Step 5: Implement a Solution

Now that you’ve identified the root cause, you can fix it. Options include:

Using a composite partition key (e.g., userId + notificationId) to distribute writes across multiple partitions
Implementing write sharding by adding a random suffix to the partition key
Using a time-series database better suited to high-write scenarios
Implementing a batching strategy to write fewer but larger items

With X-Ray, you’ve transformed a vague “DynamoDB timeouts” problem into a specific, understandable issue with a clear solution.

Advanced X-Ray Features for Performance Analysis#

Beyond basic trace examination, X-Ray offers several advanced features worth exploring. The X-Ray service map provides a visual overview of your architecture and shows latency between services. If you notice a thick red line between Lambda and DynamoDB, that’s a visual cue that something is slow. The service map also calculates the error rate between services, helping you identify which boundaries have problems.

The trace analytics feature uses machine learning to automatically detect anomalies in your traces. If the average latency for a particular operation suddenly increases, X-Ray will flag it. This is particularly useful for catching problems before they become critical.

Sampling is another important consideration. By default, X-Ray samples only a fraction of requests (typically 1 request per second plus 5% of additional requests). This is fine for high-volume applications and reduces costs, but if you’re trying to debug an intermittent hot partition issue, you might temporarily increase the sampling rate to capture more data. You can configure sampling rules in the X-Ray console.

For applications with strict compliance or performance requirements, you might also configure encryption for X-Ray data at rest. This is handled transparently by AWS and doesn’t affect your trace collection.

Best Practices for X-Ray-Driven Troubleshooting#

To get the most value from X-Ray, establish a few practices. First, instrument at the right granularity. Don’t just rely on automatic instrumentation; add custom annotations for business-critical identifiers like user IDs, account IDs, or request types. These make filtering and pattern-matching much easier when diagnosing issues.

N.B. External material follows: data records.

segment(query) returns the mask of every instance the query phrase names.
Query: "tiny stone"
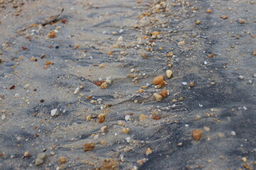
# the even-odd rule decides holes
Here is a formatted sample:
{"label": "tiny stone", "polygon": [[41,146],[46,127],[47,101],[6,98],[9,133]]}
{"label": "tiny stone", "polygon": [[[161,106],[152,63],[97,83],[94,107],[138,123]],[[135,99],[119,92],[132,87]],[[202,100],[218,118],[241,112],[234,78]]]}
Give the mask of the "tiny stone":
{"label": "tiny stone", "polygon": [[5,119],[6,119],[6,115],[2,115],[1,116],[1,119],[2,120],[5,120]]}
{"label": "tiny stone", "polygon": [[219,132],[218,136],[220,137],[225,137],[225,135],[223,132]]}
{"label": "tiny stone", "polygon": [[117,39],[118,41],[122,41],[123,40],[124,38],[122,38],[122,36],[119,37]]}
{"label": "tiny stone", "polygon": [[131,116],[129,115],[125,115],[124,119],[127,121],[131,120]]}
{"label": "tiny stone", "polygon": [[154,98],[156,99],[156,101],[161,101],[161,99],[162,99],[162,98],[163,98],[162,96],[161,96],[160,94],[157,94],[157,93],[154,93],[154,94],[153,94],[153,96],[154,96]]}
{"label": "tiny stone", "polygon": [[232,136],[235,136],[236,133],[235,133],[235,131],[231,131],[230,135],[231,135]]}
{"label": "tiny stone", "polygon": [[74,94],[78,94],[79,91],[80,91],[80,88],[78,87],[78,88],[75,90],[75,91],[74,91]]}
{"label": "tiny stone", "polygon": [[247,162],[247,158],[246,158],[246,157],[242,157],[242,161],[243,162]]}
{"label": "tiny stone", "polygon": [[24,89],[28,89],[28,88],[30,86],[29,84],[27,84],[25,85],[25,86],[23,87]]}
{"label": "tiny stone", "polygon": [[43,164],[43,162],[44,162],[45,159],[46,159],[46,153],[39,154],[37,156],[36,159],[36,162],[35,162],[36,166],[39,166],[39,165],[41,165],[41,164]]}
{"label": "tiny stone", "polygon": [[240,24],[245,24],[245,21],[243,20],[243,19],[239,18],[239,19],[238,19],[238,23],[239,23]]}
{"label": "tiny stone", "polygon": [[172,71],[171,69],[167,69],[166,70],[166,76],[167,76],[167,78],[171,78],[171,75],[172,75]]}
{"label": "tiny stone", "polygon": [[205,130],[206,132],[209,132],[209,131],[210,131],[210,128],[208,128],[208,127],[206,127],[206,126],[203,127],[203,128],[204,128],[204,130]]}
{"label": "tiny stone", "polygon": [[25,152],[23,156],[24,156],[24,157],[30,157],[29,152],[28,151]]}
{"label": "tiny stone", "polygon": [[144,159],[142,159],[138,160],[138,161],[137,162],[137,163],[139,165],[142,166],[142,165],[143,165],[146,162],[146,158],[144,158]]}
{"label": "tiny stone", "polygon": [[148,147],[145,151],[145,154],[146,154],[146,156],[149,156],[152,152],[153,152],[152,150],[149,147]]}
{"label": "tiny stone", "polygon": [[239,79],[245,79],[245,77],[244,77],[243,76],[242,76],[242,75],[240,75],[238,77],[239,77]]}
{"label": "tiny stone", "polygon": [[54,115],[58,115],[58,109],[57,108],[55,108],[55,109],[53,109],[53,110],[50,110],[50,115],[51,116],[54,116]]}
{"label": "tiny stone", "polygon": [[129,143],[129,142],[131,142],[131,140],[132,140],[132,138],[131,138],[130,137],[127,137],[126,138],[126,140],[127,140],[127,142],[128,143]]}
{"label": "tiny stone", "polygon": [[90,120],[92,119],[92,116],[91,115],[87,115],[86,117],[86,121],[89,122]]}
{"label": "tiny stone", "polygon": [[200,20],[196,21],[196,24],[197,24],[197,25],[201,24]]}
{"label": "tiny stone", "polygon": [[203,131],[198,129],[192,131],[192,137],[194,140],[198,141],[203,135]]}
{"label": "tiny stone", "polygon": [[129,133],[129,128],[124,128],[122,130],[122,132],[123,132],[124,133]]}
{"label": "tiny stone", "polygon": [[140,115],[139,118],[139,121],[142,121],[143,120],[146,119],[146,116],[145,115]]}
{"label": "tiny stone", "polygon": [[101,128],[100,128],[100,130],[102,131],[102,132],[105,132],[107,130],[107,126],[105,125],[105,126],[102,126]]}

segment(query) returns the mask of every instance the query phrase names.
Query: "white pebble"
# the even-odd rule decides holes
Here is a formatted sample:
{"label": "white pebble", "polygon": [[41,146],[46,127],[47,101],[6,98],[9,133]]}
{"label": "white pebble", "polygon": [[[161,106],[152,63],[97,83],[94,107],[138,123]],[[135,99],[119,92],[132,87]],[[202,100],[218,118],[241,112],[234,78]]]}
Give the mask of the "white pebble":
{"label": "white pebble", "polygon": [[50,110],[50,115],[51,116],[54,116],[54,115],[58,115],[58,109],[57,108],[55,108],[55,109],[53,109],[53,110]]}
{"label": "white pebble", "polygon": [[74,94],[78,94],[79,91],[80,91],[80,88],[78,87],[78,88],[75,90]]}
{"label": "white pebble", "polygon": [[127,137],[127,142],[128,143],[129,143],[129,142],[131,142],[131,140],[132,140],[132,138],[131,138],[130,137]]}
{"label": "white pebble", "polygon": [[30,86],[29,84],[27,84],[25,85],[25,86],[23,87],[24,89],[28,89],[28,88]]}
{"label": "white pebble", "polygon": [[131,116],[129,115],[127,115],[124,118],[125,120],[129,121],[131,120]]}
{"label": "white pebble", "polygon": [[15,97],[18,97],[19,96],[20,96],[19,94],[16,94],[14,95]]}
{"label": "white pebble", "polygon": [[124,40],[124,38],[122,38],[122,36],[119,36],[117,39],[118,41],[122,41]]}
{"label": "white pebble", "polygon": [[5,120],[5,118],[6,118],[5,115],[2,115],[1,116],[1,119],[2,120]]}
{"label": "white pebble", "polygon": [[244,77],[243,76],[242,76],[242,75],[240,75],[238,77],[239,77],[239,79],[245,79],[245,77]]}

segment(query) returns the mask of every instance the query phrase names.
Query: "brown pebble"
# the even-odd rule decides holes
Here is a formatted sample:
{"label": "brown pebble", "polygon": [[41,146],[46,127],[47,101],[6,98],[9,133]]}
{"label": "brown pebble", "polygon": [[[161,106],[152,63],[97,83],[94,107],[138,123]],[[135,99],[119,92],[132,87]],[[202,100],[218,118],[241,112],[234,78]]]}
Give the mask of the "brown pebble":
{"label": "brown pebble", "polygon": [[65,163],[65,158],[63,157],[60,157],[60,162],[61,162],[61,163]]}
{"label": "brown pebble", "polygon": [[159,85],[164,82],[164,76],[156,76],[153,80],[154,85]]}
{"label": "brown pebble", "polygon": [[106,88],[107,88],[107,84],[106,82],[104,82],[100,85],[100,89],[103,89]]}
{"label": "brown pebble", "polygon": [[208,57],[213,58],[214,57],[214,54],[210,54],[208,55]]}
{"label": "brown pebble", "polygon": [[223,19],[228,19],[228,16],[226,16],[225,15],[221,16],[220,18]]}
{"label": "brown pebble", "polygon": [[189,83],[189,86],[192,87],[192,86],[194,86],[194,82],[193,81],[191,81]]}
{"label": "brown pebble", "polygon": [[200,20],[196,21],[196,24],[197,24],[197,25],[201,24],[201,21],[200,21]]}
{"label": "brown pebble", "polygon": [[240,24],[245,24],[245,21],[243,20],[243,19],[239,18],[239,19],[238,19],[238,23],[239,23]]}
{"label": "brown pebble", "polygon": [[206,9],[206,13],[211,13],[213,11],[210,8]]}
{"label": "brown pebble", "polygon": [[153,94],[153,97],[154,97],[154,98],[156,99],[156,101],[161,101],[161,99],[162,99],[162,98],[163,98],[162,96],[161,96],[160,94],[157,94],[157,93],[154,93],[154,94]]}
{"label": "brown pebble", "polygon": [[50,38],[53,38],[56,36],[56,34],[54,33],[54,31],[50,31],[48,34],[48,37]]}
{"label": "brown pebble", "polygon": [[93,142],[87,143],[83,145],[83,151],[85,152],[87,151],[92,151],[95,149],[95,144]]}
{"label": "brown pebble", "polygon": [[93,84],[100,86],[100,85],[102,85],[102,84],[104,83],[104,81],[102,80],[99,80],[99,81],[97,81],[95,82],[94,82]]}
{"label": "brown pebble", "polygon": [[104,123],[105,120],[105,115],[103,113],[101,113],[98,115],[98,118],[100,123]]}
{"label": "brown pebble", "polygon": [[174,56],[174,52],[168,52],[168,54],[167,54],[167,57],[173,57]]}
{"label": "brown pebble", "polygon": [[129,128],[124,128],[122,130],[122,132],[123,132],[124,133],[129,133]]}
{"label": "brown pebble", "polygon": [[12,85],[11,86],[10,86],[10,90],[13,90],[15,89],[15,85]]}
{"label": "brown pebble", "polygon": [[198,141],[203,135],[203,131],[198,129],[192,131],[192,137],[194,140]]}
{"label": "brown pebble", "polygon": [[154,120],[159,120],[159,119],[161,118],[161,117],[160,115],[152,115],[151,118]]}
{"label": "brown pebble", "polygon": [[22,47],[22,50],[27,50],[28,48],[26,47],[24,47],[24,46],[23,46]]}
{"label": "brown pebble", "polygon": [[74,50],[77,50],[80,47],[80,45],[77,45],[74,47]]}
{"label": "brown pebble", "polygon": [[168,94],[168,91],[166,90],[163,90],[162,92],[160,93],[160,95],[162,96],[162,97],[166,97]]}
{"label": "brown pebble", "polygon": [[49,61],[46,62],[46,65],[50,65],[50,64],[51,64],[51,62],[49,62]]}
{"label": "brown pebble", "polygon": [[24,157],[30,157],[29,152],[28,151],[25,152],[23,156],[24,156]]}
{"label": "brown pebble", "polygon": [[146,116],[145,115],[140,115],[139,117],[139,120],[142,121],[143,120],[146,119]]}

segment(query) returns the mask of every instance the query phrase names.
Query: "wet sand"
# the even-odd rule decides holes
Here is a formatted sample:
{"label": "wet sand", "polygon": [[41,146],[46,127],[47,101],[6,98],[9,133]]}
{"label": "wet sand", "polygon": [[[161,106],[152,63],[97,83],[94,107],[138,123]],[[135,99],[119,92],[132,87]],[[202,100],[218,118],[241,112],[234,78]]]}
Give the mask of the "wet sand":
{"label": "wet sand", "polygon": [[255,169],[255,1],[0,4],[0,169]]}

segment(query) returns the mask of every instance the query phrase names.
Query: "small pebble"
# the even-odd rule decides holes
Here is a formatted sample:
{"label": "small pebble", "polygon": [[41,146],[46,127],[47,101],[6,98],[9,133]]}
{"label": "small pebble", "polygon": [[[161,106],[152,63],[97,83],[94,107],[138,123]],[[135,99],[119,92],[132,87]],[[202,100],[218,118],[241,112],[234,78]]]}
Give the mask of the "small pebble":
{"label": "small pebble", "polygon": [[74,94],[78,94],[78,93],[79,92],[79,91],[80,91],[80,88],[78,87],[78,88],[75,90],[75,91],[74,91]]}
{"label": "small pebble", "polygon": [[131,116],[129,115],[125,115],[124,119],[127,121],[131,120]]}
{"label": "small pebble", "polygon": [[198,141],[203,135],[203,131],[198,129],[192,131],[192,137],[194,140]]}
{"label": "small pebble", "polygon": [[232,136],[235,136],[236,133],[235,133],[235,131],[231,131],[230,135],[231,135]]}
{"label": "small pebble", "polygon": [[246,157],[242,157],[242,161],[243,162],[247,162],[247,158],[246,158]]}
{"label": "small pebble", "polygon": [[28,151],[25,152],[25,153],[23,154],[23,157],[30,157],[29,152]]}
{"label": "small pebble", "polygon": [[146,149],[145,151],[145,154],[146,154],[146,156],[149,156],[152,152],[153,152],[152,150],[149,147],[146,148]]}
{"label": "small pebble", "polygon": [[145,120],[146,118],[146,116],[145,115],[140,115],[139,117],[139,120],[142,121],[143,120]]}
{"label": "small pebble", "polygon": [[1,120],[5,120],[5,119],[6,119],[6,115],[2,115],[1,116]]}
{"label": "small pebble", "polygon": [[205,130],[206,132],[209,132],[209,131],[210,131],[210,128],[208,128],[208,127],[206,127],[206,126],[203,127],[203,128],[204,128],[204,130]]}
{"label": "small pebble", "polygon": [[172,76],[172,71],[171,69],[167,69],[166,70],[166,76],[167,76],[167,78],[171,78],[171,76]]}
{"label": "small pebble", "polygon": [[38,155],[37,156],[36,161],[35,161],[36,166],[39,166],[39,165],[42,164],[43,163],[43,162],[45,161],[46,158],[46,153],[38,154]]}
{"label": "small pebble", "polygon": [[159,85],[164,82],[164,76],[156,76],[153,80],[154,85]]}
{"label": "small pebble", "polygon": [[122,132],[123,132],[124,133],[129,133],[130,131],[130,130],[129,128],[124,128],[122,130]]}
{"label": "small pebble", "polygon": [[130,137],[127,137],[126,138],[126,140],[127,140],[127,142],[128,143],[129,143],[129,142],[132,141],[132,138],[131,138]]}
{"label": "small pebble", "polygon": [[28,88],[30,86],[29,84],[27,84],[25,85],[25,86],[23,87],[24,89],[28,89]]}
{"label": "small pebble", "polygon": [[124,40],[124,38],[122,38],[122,36],[119,36],[117,39],[118,41],[122,41]]}
{"label": "small pebble", "polygon": [[238,77],[239,77],[239,79],[245,79],[245,77],[244,77],[243,76],[242,76],[242,75],[240,75]]}
{"label": "small pebble", "polygon": [[162,99],[162,98],[163,98],[162,96],[161,96],[160,94],[157,94],[157,93],[154,93],[154,94],[153,94],[153,96],[154,96],[154,98],[156,99],[156,101],[161,101],[161,99]]}
{"label": "small pebble", "polygon": [[50,115],[51,116],[54,116],[54,115],[58,115],[58,109],[57,108],[55,108],[55,109],[53,109],[50,110]]}
{"label": "small pebble", "polygon": [[100,130],[102,131],[102,132],[105,132],[107,130],[107,126],[105,125],[105,126],[102,126],[101,128],[100,128]]}

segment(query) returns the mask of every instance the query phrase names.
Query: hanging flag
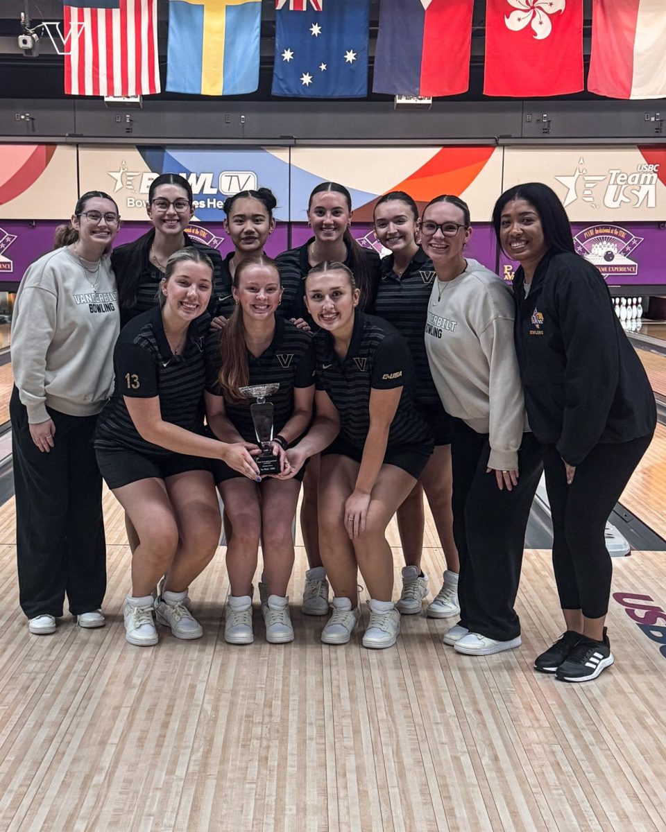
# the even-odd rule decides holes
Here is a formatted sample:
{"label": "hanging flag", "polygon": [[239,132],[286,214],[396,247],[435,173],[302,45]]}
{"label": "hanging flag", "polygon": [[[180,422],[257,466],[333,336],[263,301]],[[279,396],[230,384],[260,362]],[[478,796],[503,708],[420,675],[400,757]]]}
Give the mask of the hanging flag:
{"label": "hanging flag", "polygon": [[370,0],[276,0],[274,96],[368,92]]}
{"label": "hanging flag", "polygon": [[487,96],[583,89],[583,0],[486,0]]}
{"label": "hanging flag", "polygon": [[290,8],[296,12],[305,12],[311,6],[316,12],[321,12],[323,2],[324,0],[276,0],[276,8],[281,8],[288,4]]}
{"label": "hanging flag", "polygon": [[261,0],[169,0],[166,89],[238,96],[259,87]]}
{"label": "hanging flag", "polygon": [[594,0],[588,89],[609,98],[666,97],[664,0]]}
{"label": "hanging flag", "polygon": [[67,95],[160,92],[157,0],[67,0],[62,17]]}
{"label": "hanging flag", "polygon": [[381,0],[373,92],[466,92],[473,9],[474,0]]}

Second, use meaningful naming for custom segments and subsegments. Instead of a subsegment called “query,” call it “getUserProfile” or “checkInventory.” When you’re scrolling through traces, descriptive names help you quickly understand what each operation does.

Third, record relevant metadata alongside annotations. Annotations are searchable but limited in size; metadata is not searchable but can contain more detailed information. Use annotations for filtering (like partition keys) and metadata for context (like the full request payload or response status).

Fourth, combine X-Ray with other observability tools. X-Ray is powerful, but it’s not a replacement for CloudWatch Logs or Metrics. Use X-Ray to identify which requests are problematic, then use CloudWatch Logs to understand why they’re problematic, and CloudWatch Metrics to quantify the scale of the problem.

Conclusion#

AWS X-Ray transforms distributed application troubleshooting from a guessing game into a systematic process. By showing you exactly how long each operation took and which services communicate with which, X-Ray cuts through the noise to reveal the true bottlenecks in your system.

When you encounter DynamoDB hot partitions, X-Ray shows you the specific partition key values causing problems. When Lambda throttling strikes, X-Ray reveals the queue wait time that users are experiencing. And by correlating X-Ray traces with CloudWatch metrics and logs, you gain a complete picture of what went wrong and why.

The key to effective X-Ray usage is instrumenting your code intentionally, adding annotations for searchable identifiers, and developing a habit of consulting X-Ray traces when performance issues arise. Combine this with the other observability tools in the AWS ecosystem, and you’ll build a formidable capability for maintaining and debugging complex serverless applications. Start small—enable tracing on one function, add a few annotations for critical business values, and let X-Ray guide your troubleshooting process. The insights you gain will be well worth the effort.